Modifying MD5 encryption improves Website Security

Note: This change can only be used at the beginning of website construction. If you change it halfway, it will cause problems.

You may be familiar with MD5, but are you sure you do? Do you know how the hash is implemented? Although we generally don't need to go to the root of the problem, we just need to download programs compiled by others directly.

Most people know the algorithm, so there are a lot of tools on the Internet to crack the MD5 hash value, but we can use our imagination to fully mobilize our enthusiasm for security, have you ever thought about rebuilding an MD5 algorithm? Let all the tools used to crack MD5 go to class now? Because MD5 is too widely used in our network, various websites need to save user information, but when saving the plaintext, they are afraid that the attacker may attack the website and download the database, therefore, MD5 is often used to hash all kinds of important data. However, there are many tools that can be used for simple cracking.

Let's first take a look at the MD5 hash algorithm, and then I will give another example to illustrate how to improve website security.

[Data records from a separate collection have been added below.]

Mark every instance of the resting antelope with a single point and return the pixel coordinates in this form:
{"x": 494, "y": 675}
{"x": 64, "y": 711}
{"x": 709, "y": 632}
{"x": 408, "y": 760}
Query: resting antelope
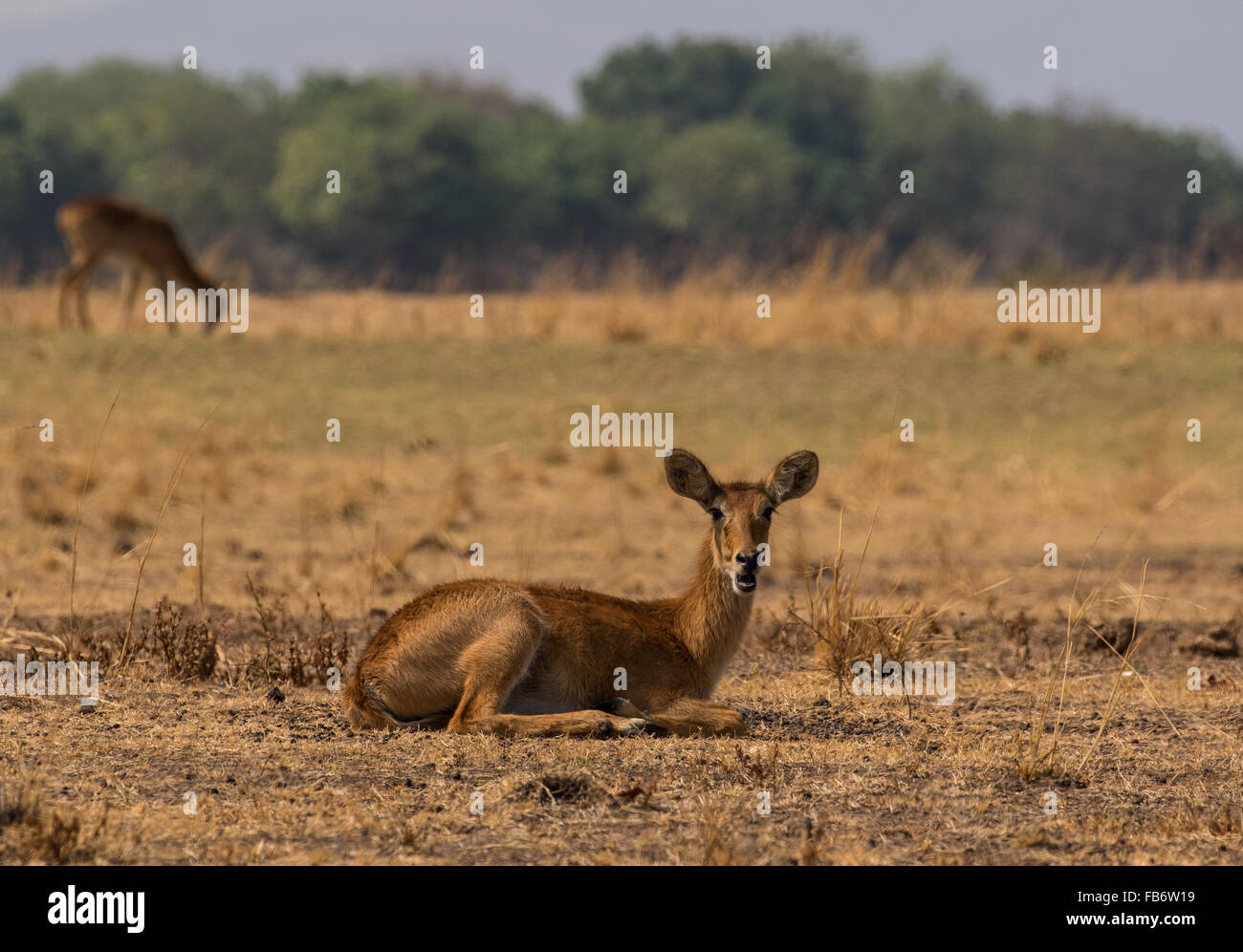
{"x": 491, "y": 657}
{"x": 95, "y": 227}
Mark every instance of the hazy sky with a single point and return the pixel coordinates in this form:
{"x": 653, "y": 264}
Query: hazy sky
{"x": 1175, "y": 63}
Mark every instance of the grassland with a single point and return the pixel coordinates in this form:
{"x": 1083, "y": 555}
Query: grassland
{"x": 456, "y": 431}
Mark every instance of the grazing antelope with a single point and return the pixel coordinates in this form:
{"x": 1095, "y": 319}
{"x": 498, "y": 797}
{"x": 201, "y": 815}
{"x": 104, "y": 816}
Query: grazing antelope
{"x": 491, "y": 657}
{"x": 95, "y": 227}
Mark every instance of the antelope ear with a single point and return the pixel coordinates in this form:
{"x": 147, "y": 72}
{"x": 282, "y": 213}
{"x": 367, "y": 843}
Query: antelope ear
{"x": 690, "y": 477}
{"x": 794, "y": 476}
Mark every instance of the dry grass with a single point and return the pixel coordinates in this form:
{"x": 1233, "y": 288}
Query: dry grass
{"x": 824, "y": 305}
{"x": 223, "y": 691}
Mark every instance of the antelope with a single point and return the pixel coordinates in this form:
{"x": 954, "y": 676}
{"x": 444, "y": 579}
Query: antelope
{"x": 95, "y": 227}
{"x": 525, "y": 660}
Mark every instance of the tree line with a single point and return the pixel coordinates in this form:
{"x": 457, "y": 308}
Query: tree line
{"x": 451, "y": 181}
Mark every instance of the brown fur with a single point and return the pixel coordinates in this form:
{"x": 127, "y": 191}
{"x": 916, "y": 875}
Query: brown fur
{"x": 95, "y": 227}
{"x": 539, "y": 660}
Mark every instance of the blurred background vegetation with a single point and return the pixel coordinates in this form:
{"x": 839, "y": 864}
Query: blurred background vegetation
{"x": 447, "y": 183}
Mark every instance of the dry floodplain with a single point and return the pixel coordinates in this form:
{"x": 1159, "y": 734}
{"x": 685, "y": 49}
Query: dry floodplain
{"x": 1095, "y": 715}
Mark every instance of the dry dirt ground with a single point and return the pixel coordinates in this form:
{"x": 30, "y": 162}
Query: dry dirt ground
{"x": 849, "y": 779}
{"x": 454, "y": 437}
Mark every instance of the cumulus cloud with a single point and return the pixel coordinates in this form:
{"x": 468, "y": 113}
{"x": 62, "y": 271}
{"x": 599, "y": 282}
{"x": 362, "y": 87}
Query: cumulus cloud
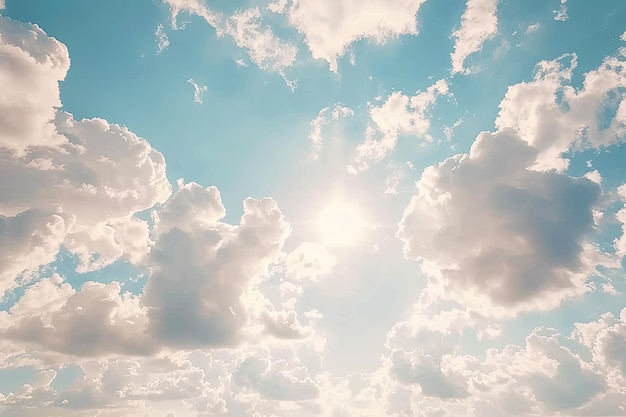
{"x": 325, "y": 117}
{"x": 198, "y": 90}
{"x": 246, "y": 28}
{"x": 554, "y": 117}
{"x": 96, "y": 320}
{"x": 479, "y": 23}
{"x": 67, "y": 182}
{"x": 264, "y": 48}
{"x": 399, "y": 115}
{"x": 495, "y": 232}
{"x": 32, "y": 66}
{"x": 309, "y": 261}
{"x": 561, "y": 15}
{"x": 330, "y": 26}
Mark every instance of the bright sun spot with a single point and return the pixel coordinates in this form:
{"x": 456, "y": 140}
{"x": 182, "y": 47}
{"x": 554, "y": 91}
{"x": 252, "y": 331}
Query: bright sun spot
{"x": 341, "y": 224}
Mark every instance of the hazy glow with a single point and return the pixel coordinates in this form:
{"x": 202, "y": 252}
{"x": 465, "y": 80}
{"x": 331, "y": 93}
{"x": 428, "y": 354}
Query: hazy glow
{"x": 341, "y": 224}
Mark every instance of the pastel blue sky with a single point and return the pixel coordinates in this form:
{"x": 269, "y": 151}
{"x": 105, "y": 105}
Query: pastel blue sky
{"x": 298, "y": 208}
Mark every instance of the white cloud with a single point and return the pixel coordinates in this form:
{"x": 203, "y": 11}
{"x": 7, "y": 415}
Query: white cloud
{"x": 62, "y": 185}
{"x": 532, "y": 28}
{"x": 323, "y": 119}
{"x": 97, "y": 320}
{"x": 161, "y": 39}
{"x": 554, "y": 117}
{"x": 196, "y": 7}
{"x": 198, "y": 91}
{"x": 309, "y": 261}
{"x": 202, "y": 269}
{"x": 263, "y": 47}
{"x": 330, "y": 26}
{"x": 32, "y": 66}
{"x": 620, "y": 243}
{"x": 278, "y": 6}
{"x": 479, "y": 23}
{"x": 484, "y": 225}
{"x": 560, "y": 15}
{"x": 278, "y": 380}
{"x": 399, "y": 115}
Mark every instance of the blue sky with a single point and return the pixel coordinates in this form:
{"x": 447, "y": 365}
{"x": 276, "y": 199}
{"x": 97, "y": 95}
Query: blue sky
{"x": 312, "y": 207}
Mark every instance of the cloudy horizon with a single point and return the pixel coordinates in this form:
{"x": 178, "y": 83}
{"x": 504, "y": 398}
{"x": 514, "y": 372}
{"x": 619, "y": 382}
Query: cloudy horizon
{"x": 298, "y": 208}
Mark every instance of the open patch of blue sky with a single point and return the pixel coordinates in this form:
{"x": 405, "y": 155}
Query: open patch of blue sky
{"x": 312, "y": 207}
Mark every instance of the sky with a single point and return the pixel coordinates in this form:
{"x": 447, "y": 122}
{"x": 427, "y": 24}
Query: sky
{"x": 300, "y": 208}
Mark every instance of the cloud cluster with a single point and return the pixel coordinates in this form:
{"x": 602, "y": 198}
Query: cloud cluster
{"x": 245, "y": 27}
{"x": 65, "y": 182}
{"x": 554, "y": 116}
{"x": 493, "y": 231}
{"x": 399, "y": 115}
{"x": 479, "y": 23}
{"x": 329, "y": 27}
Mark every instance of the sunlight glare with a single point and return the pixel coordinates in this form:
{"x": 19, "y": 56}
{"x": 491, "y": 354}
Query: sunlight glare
{"x": 341, "y": 224}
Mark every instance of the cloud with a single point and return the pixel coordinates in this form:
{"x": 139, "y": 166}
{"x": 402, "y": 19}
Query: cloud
{"x": 485, "y": 226}
{"x": 479, "y": 23}
{"x": 278, "y": 6}
{"x": 161, "y": 39}
{"x": 309, "y": 261}
{"x": 62, "y": 185}
{"x": 95, "y": 321}
{"x": 554, "y": 117}
{"x": 276, "y": 380}
{"x": 263, "y": 47}
{"x": 330, "y": 26}
{"x": 560, "y": 15}
{"x": 32, "y": 66}
{"x": 198, "y": 91}
{"x": 620, "y": 243}
{"x": 399, "y": 115}
{"x": 421, "y": 369}
{"x": 323, "y": 119}
{"x": 245, "y": 27}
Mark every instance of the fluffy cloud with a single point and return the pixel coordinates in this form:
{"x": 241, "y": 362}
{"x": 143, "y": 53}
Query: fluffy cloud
{"x": 198, "y": 90}
{"x": 620, "y": 243}
{"x": 245, "y": 27}
{"x": 553, "y": 116}
{"x": 32, "y": 66}
{"x": 66, "y": 182}
{"x": 399, "y": 115}
{"x": 161, "y": 40}
{"x": 330, "y": 26}
{"x": 479, "y": 23}
{"x": 263, "y": 47}
{"x": 202, "y": 270}
{"x": 276, "y": 380}
{"x": 492, "y": 231}
{"x": 97, "y": 320}
{"x": 542, "y": 377}
{"x": 324, "y": 117}
{"x": 309, "y": 261}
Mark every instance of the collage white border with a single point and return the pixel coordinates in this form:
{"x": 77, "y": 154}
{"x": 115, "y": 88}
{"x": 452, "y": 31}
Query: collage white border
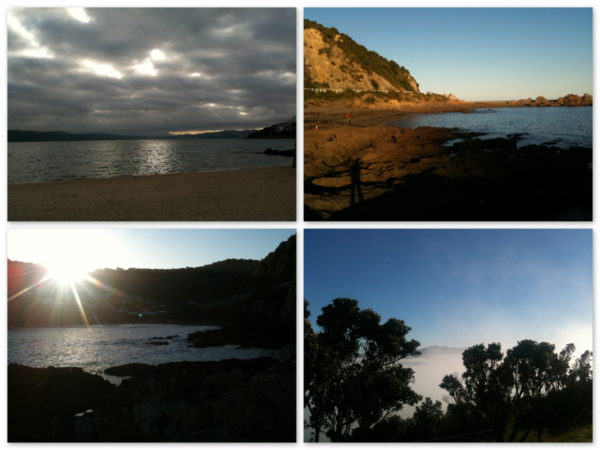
{"x": 298, "y": 224}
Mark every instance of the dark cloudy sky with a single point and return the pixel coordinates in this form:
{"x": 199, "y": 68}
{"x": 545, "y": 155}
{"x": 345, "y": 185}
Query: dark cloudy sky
{"x": 150, "y": 70}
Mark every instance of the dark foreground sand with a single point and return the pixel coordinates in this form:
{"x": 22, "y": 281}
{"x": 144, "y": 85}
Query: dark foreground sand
{"x": 251, "y": 194}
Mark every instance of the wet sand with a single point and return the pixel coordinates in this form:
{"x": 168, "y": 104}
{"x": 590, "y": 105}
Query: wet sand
{"x": 239, "y": 195}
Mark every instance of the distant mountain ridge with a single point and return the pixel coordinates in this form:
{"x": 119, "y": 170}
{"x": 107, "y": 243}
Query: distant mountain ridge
{"x": 233, "y": 290}
{"x": 282, "y": 130}
{"x": 333, "y": 60}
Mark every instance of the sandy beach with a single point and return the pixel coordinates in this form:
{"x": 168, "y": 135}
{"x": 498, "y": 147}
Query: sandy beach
{"x": 267, "y": 194}
{"x": 367, "y": 170}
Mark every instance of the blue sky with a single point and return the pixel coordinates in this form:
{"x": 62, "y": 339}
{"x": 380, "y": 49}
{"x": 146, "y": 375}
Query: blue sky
{"x": 460, "y": 287}
{"x": 143, "y": 248}
{"x": 478, "y": 53}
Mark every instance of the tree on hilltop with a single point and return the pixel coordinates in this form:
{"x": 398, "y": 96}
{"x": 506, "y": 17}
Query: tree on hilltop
{"x": 353, "y": 376}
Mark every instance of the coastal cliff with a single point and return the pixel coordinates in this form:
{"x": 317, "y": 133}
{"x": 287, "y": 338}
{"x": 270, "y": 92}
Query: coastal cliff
{"x": 332, "y": 60}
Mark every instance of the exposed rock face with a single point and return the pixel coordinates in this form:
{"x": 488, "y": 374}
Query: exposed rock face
{"x": 334, "y": 61}
{"x": 567, "y": 100}
{"x": 226, "y": 401}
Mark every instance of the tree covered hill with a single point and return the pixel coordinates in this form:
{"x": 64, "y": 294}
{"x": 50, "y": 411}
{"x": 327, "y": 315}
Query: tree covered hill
{"x": 220, "y": 293}
{"x": 333, "y": 60}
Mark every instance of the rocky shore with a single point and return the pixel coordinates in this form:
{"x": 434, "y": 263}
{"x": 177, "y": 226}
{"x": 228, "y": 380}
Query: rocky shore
{"x": 225, "y": 401}
{"x": 567, "y": 100}
{"x": 390, "y": 173}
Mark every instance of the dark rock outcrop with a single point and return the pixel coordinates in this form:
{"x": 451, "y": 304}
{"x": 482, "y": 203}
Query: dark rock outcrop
{"x": 567, "y": 100}
{"x": 225, "y": 401}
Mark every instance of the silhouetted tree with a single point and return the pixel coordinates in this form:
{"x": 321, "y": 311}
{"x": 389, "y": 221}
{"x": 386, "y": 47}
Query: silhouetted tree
{"x": 519, "y": 393}
{"x": 483, "y": 398}
{"x": 353, "y": 378}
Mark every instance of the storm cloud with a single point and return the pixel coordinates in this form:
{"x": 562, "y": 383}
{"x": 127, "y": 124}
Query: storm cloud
{"x": 150, "y": 71}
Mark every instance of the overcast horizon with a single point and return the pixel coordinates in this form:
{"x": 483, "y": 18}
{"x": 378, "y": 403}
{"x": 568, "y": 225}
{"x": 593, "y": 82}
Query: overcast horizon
{"x": 150, "y": 71}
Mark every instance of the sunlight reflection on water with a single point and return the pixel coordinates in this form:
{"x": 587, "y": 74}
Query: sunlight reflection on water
{"x": 30, "y": 162}
{"x": 101, "y": 346}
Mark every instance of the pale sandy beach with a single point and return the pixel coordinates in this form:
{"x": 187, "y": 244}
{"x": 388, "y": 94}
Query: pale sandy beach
{"x": 267, "y": 194}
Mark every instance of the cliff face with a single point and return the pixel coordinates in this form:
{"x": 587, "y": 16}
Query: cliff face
{"x": 332, "y": 60}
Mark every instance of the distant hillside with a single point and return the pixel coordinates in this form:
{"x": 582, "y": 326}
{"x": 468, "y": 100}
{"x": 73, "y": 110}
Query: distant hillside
{"x": 283, "y": 130}
{"x": 332, "y": 60}
{"x": 234, "y": 291}
{"x": 45, "y": 136}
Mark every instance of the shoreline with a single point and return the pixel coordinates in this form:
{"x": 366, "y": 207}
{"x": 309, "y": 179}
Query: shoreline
{"x": 266, "y": 194}
{"x": 377, "y": 172}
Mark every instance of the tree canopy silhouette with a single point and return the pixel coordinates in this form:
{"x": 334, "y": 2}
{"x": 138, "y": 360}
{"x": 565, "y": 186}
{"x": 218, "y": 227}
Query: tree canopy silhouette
{"x": 353, "y": 376}
{"x": 531, "y": 388}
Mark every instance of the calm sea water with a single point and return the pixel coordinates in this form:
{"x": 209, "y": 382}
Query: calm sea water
{"x": 101, "y": 346}
{"x": 53, "y": 161}
{"x": 563, "y": 126}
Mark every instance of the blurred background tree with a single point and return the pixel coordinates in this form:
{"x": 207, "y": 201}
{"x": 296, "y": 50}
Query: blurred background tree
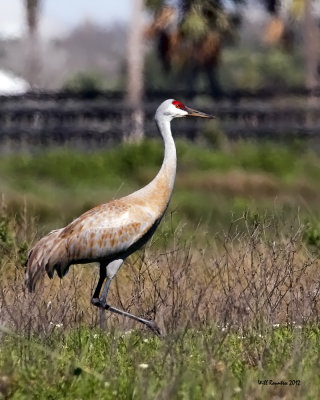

The following is a simple description. The space where X and Y are located is not described (X, A, Y, B ). Let's take a look at a hash algorithm that generally meets one of the following three conditions:

1. H is a unidirectional function. That is, for almost all h (x) = Y, if y is known to require X, it is not feasible in computing.

2. If X is known, finding x'' A makes it impossible to calculate h (x) = H (X '), which is weak and collision-free.

3. Find a pair of x and x', and X = x', so that h (x) = H (x'') is not feasible in computing, this is strongly non-collision.

This is called a secure and confidential hash function. The following is the message hashing process:

From the above table, we may see whether an initial vector IV is required on the left. This is the key point I have explained today, this initial vector is stored by four buffer registers A, B, C, and D in the MD5 algorithm, and each register is 32 bits. Their initial values are:

A = 0x67452301

B = 0x efcdab89

C = 0x 98 badcfe

D = 0x10325476

Here we can see the four hexadecimal values, which can also be seen as an initial seed. If you are clear about the MD5 algorithm process, we can see that this process involves some operations such as XOR and modulo operations to process 512-bit messages in each group, each group performs 4*16 operations, so I have a bold idea, but if we change the initial value slightly, isn't it another MD5 hash algorithm! We know that the values A, B, C, and C are 4*8 = 32 bits in hexadecimal notation, so we can calculate the probability space that may be cracked, if more actions are performed, the less likely the attack will be. As long as we change one character, we don't have to change the rest of the algorithm, so we won't make much changes to our program. Is it because we have found a new hash algorithm? In fact, we can see from the research on the hash algorithm, the US information compression standard Sha is also a bit similar to MD5 (mainly referring to the idea ).

Now, after introducing the MD5 knowledge, let's take a look at how to modify the source code of our website management program. Here I will describe it with the famous domestic online forum dvbbs7.0.

We all know that the user data in the Forum is like a password. The answer to the question is the MD5 hash. Generally, attackers download the database for cracking and get the Administrator's password, the default path is BBS \ data \ dvbbs7.mdb, which is used to modify the Database Name and change the conn accordingly. ASP settings.

Now we can find this file \ Inc \ md5.asp. This page is the Program for hash processing. If we modify this page, we will generate our new MD5 hash algorithm. Open it in notepad and find the place.

Now, let's see the values A, B, C, and D. Let's talk about them and see how you change them. Your convenience! But I suggest you just change one person, so try to change it as little as possible. For example, you can change a = 0x67452301 to a = 0x67452300 so that you can use a different MD5 algorithm. In this way, even if your database is downloaded, you can also use it with confidence. Let their MD5 cracking tools go to hell!

But I want to explain that people who know about the MD5 process may ask, will this change affect the operation? It may be difficult for experts to discuss this issue. At the same time, I want to tell you that MD5 applies to all the information, and our changes are only used by thousands or tens of thousands of users on a website, there should be no major problems, but it is indeed difficult to prove that this change can satisfy the three conditions mentioned at the beginning of the article, let the readers discuss it.